2025 USA-NA-AIO Round 2, Problem 2, Part 5

Part 5 (10 points, coding task)

In this part, you are asked to build your own multi-head attention module that subclasses nn.Module.

  • For simplicity, we ignore any masking. That is, each position in an attending sequence attends to all positions in a being attended sequence.

  • In your code, you do not need to worry about whether your code is efficient in an autoprogressive token generation process when your module is used in inference in a GPT-like task.

    That is, if we use your code in a GPT-like task to autoprogressively generate tokens, it is totally fine if you repeatly generate the same key and value at a given position rather than more efficiently storing their values in cache.

  • The class name is MyMHA.

  • Attributes:

    • D_1: Dimension of a hidden state/token in an attending sequence.

    • D_2: Dimension of a hidden state/token in a being attended sequence.

    • D_v: Dimension of a value vector.

    • D_qk: Dimension of a query/key vector.

    • H: Number of heads.

    • W_Q: A linear module whose weights is a query-projection matrix.

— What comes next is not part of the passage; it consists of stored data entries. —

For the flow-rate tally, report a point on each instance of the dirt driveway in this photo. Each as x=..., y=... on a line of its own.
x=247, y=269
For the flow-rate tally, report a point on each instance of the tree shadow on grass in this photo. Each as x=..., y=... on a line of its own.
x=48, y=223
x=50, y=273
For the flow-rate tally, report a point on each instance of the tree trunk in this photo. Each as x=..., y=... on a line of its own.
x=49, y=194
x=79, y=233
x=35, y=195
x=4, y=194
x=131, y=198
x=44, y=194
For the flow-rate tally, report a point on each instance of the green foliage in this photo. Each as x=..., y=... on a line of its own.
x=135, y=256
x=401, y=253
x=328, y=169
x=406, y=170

The shape should be consistant with your answer in Part 2. No bias.

    • W_K: A linear module whose weights is key-projection matrix. The shape should be consistant with your answer in Part 2. No bias.

    • W_V: A linear module whose weights is value-projection matrix. The shape should be consistant with your answer in Part 2. No bias.

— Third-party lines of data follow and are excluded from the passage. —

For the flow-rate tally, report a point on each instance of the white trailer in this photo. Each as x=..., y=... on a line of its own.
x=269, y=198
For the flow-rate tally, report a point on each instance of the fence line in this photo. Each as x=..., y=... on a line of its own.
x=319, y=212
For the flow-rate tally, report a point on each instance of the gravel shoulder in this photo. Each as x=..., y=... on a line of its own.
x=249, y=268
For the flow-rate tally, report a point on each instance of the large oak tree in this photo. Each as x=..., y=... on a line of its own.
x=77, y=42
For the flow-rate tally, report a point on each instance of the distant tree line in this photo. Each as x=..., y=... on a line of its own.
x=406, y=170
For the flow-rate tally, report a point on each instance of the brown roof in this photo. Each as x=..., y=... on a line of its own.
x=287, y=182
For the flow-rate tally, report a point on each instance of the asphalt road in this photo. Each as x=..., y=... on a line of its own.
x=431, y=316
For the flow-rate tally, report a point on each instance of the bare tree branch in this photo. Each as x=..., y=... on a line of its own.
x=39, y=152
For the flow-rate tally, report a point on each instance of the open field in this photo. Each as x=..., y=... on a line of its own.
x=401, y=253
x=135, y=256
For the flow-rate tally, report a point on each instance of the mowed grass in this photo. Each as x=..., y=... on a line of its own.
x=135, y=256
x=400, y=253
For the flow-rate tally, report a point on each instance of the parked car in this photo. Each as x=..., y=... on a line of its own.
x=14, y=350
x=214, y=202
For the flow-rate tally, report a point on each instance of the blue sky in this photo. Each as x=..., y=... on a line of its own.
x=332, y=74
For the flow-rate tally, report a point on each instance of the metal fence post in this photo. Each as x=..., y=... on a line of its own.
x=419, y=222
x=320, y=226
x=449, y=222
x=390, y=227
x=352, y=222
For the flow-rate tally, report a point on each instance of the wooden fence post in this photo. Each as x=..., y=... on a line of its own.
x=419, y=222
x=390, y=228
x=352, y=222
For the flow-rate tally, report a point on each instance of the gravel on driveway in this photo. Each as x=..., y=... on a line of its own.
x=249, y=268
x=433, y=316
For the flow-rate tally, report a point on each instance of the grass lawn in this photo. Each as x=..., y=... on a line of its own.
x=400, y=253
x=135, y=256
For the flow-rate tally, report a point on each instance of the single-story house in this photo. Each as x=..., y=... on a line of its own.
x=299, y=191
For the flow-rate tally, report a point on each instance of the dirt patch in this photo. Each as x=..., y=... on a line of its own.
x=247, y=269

    • W_O: A linear module whose weights is an out-projection matrix. The shape should be consistant with your answer in Part 4. No bias.

  • Method __init__:

    • Inputs

      • D_1

      • D_2

      • D_qk

      • D_v

      • H

    • Outputs

      • None
    • What to do inside this method

      • Initialize attribute values
  • Method forward:

    • Inputs:

      • An attending sequence (tensor) with shape (B,L_1,D_1)

      • A being addended sequence (tensor) with shape (B,L_2,D_2)

    • Outputs

      • Post-out-projection outputs with shape (B,L_1,D_1)
    • What to do inside this method

      • Compute the outputs

      • After each operation, add a comment on the tensor shape

      • Do not use any loop

### WRITE YOUR SOLUTION HERE ###

class MyMHA(nn.Module):
    def __init__(self, D_1, D_2, D_qk, D_v, H):
        super().__init__()
        self.D_1 = D_1
        self.D_2 = D_2
        self.D_qk = D_qk
        self.D_v = D_v
        self.H = H

        self.W_Q = nn.Linear(in_features=D_1, out_features=H*D_qk, bias=False)
        self.W_K = nn.Linear(in_features=D_2, out_features=H*D_qk, bias=False)
        self.W_V = nn.Linear(in_features=D_2, out_features=H*D_v, bias=False)
        self.W_O = nn.Linear(in_features=H*D_v, out_features=D_1, bias=False)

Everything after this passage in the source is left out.